As we prepare to get out of here, I have to think back to what this place was like when I was leaving 2 years ago … The convoys would be attacked by small arms fire every night … All night long. Today, we rarely ever see a convoy attacked by small arms fire. When the Marines take any fire, they turn and attack, so the Muj have determined it’s not a money play and stopped (besides, killing a KBR worker won't make it to CNN back in the states). I used to spend most of my on station time investigating Mortar and Rocket points on origin from counter battery radar hits. I think I've received about 6-8 of those missions in 6 months. Camps in Ramadi and Fallujah used to get indirect fire all day and night … Now, it’s rare. Our base used to get rocketed every 12 days … We've been rocketed once in 6 months.

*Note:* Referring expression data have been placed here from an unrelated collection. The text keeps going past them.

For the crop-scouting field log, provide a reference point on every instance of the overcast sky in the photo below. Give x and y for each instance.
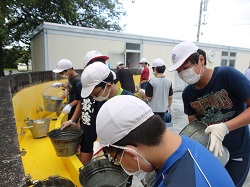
(227, 21)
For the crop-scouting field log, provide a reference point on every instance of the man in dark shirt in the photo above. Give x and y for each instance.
(125, 77)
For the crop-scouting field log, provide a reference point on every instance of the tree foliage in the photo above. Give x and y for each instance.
(19, 18)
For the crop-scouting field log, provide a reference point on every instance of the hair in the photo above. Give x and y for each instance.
(194, 58)
(160, 69)
(149, 133)
(110, 79)
(95, 60)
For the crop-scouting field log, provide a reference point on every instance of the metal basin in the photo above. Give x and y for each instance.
(102, 173)
(65, 141)
(39, 128)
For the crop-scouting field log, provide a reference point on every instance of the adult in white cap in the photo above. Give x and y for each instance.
(125, 76)
(144, 74)
(94, 56)
(130, 132)
(220, 97)
(159, 91)
(65, 68)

During my first 3 tours here, I never saw a single Iraqi Army unit. This tour, they have taken over significant portions of the Area of Operations. Hell, I've nearly bombed them on at least 3 occasions because of their aggressive patrolling (they fail to tell anyone where they are going). They still have a ways to go: The retards I was providing overwatch for this morning, were trying everyone's patience. But, they were engaged in the arena and patrolling a dangerous area on foot. How can we possibly abandon these people now?
Another thing that struck me the other day is how much better the US Army has become. 7 years ago, they were a bloated lazy mess … I believe most didn't know how to use their personal weapons very well. Poor at convoy ops and patrolled in their HMMWVs. Now, they are lighter, more expeditionary, mobile, better armored. They patrol on foot and aggressively pursue contact with the insurgency. I think they still have a ways to go to be better at coordinating fires, but they are more Marine like than ever. As long as their version of a Forward Air Controller (FAC) continues to sit in a command post and "control" air fires from a computer terminal, they will never get it right (SEAL and Marine FACs are embedded with the infantry company).
Chuck Spinney is the co-founder of Defense and the National Interest, a former captain in the US Air Force, and a veteran of nearly 30 years as a civilian in the Pentagon. Since his retirement several years ago he's been cruising the Med in his yacht. In addition to his commentaries, he is probably best known for describing the mechanics of corruption ("power games") and for his analyses showing that the Pentagon's systematic underestimating of future funding requirements would one day lead to a budgetary time bomb. So far, the administration has been able to forestall such an event by ramping up the defense budget to levels that exceed (in constant - inflation-adjusted - dollars) spending at the height of the Vietnam War.